Jockey fiasco leads to suspensions

  • Racing’s image was tarnished this week when jockeys took the wrong course in farcical circumstances at Ludlow and Towcester, incurring the wrath of the stewards and punters.

    Seven jockeys were suspended for 19 days each and their mounts disqualified for taking the wrong course in the selling hurdle at Ludlow on Thursday.

    This drama followed four days after the first five home in an amateurs’ race at Towcester were disqualified. Two such comical incidents left racing looking amateurish in the extreme.

    The low Towcester sun blinded the amateurs and was a mitigating circumstance, which got them off the hook. There were no suspensions.

    But the Ludlow drama was different. The third last hurdle was being dolled off while the unconscious Claire Stretton lay on the ground after taking a crashing fall on the first circuit.

    James Davies on Seraph and Anthony Evans on Diamond Orchid led the field and decided to go inside the wing and on to the chase course. Timmy Murphy, Mark Nicolls, Marcus Foley, Gabriel Hannon and Paddy Brennan followed them.

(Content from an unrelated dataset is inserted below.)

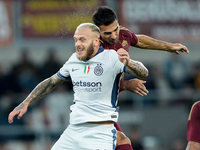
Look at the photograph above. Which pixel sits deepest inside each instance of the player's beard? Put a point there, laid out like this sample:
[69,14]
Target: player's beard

    But Rodi Greene took the correct course on Dream Falcon and passed the post first. Robert Thornton on La Rose and Carl Llewellyn on Margarets Wish finished right out the back. But they pursued the line taken by Greene and were promoted to second third, respectively.

    Murphy, the most high-profile jockey involved in the chaos, described the outcome as a “complete joke”. “He said: “It’s not as if we took the wrong course on purpose. I think I’ll appeal against the severity of the suspension.”

    The suspensions run from December 29 to January 19, excluding January 11.

    John Maxse, director of public relations at the Jockey Club, said at Ascot on Friday: “The ultimate responsibility lies with the jockeys and it should not have to be an exercise in orienteering to show them where to go when something like this happens.

    “The procedures at Ludlow were carried out correctly and the jockeys got it wrong. We will look and see if we can make it easier for jockeys when part of course has to be dolled off.”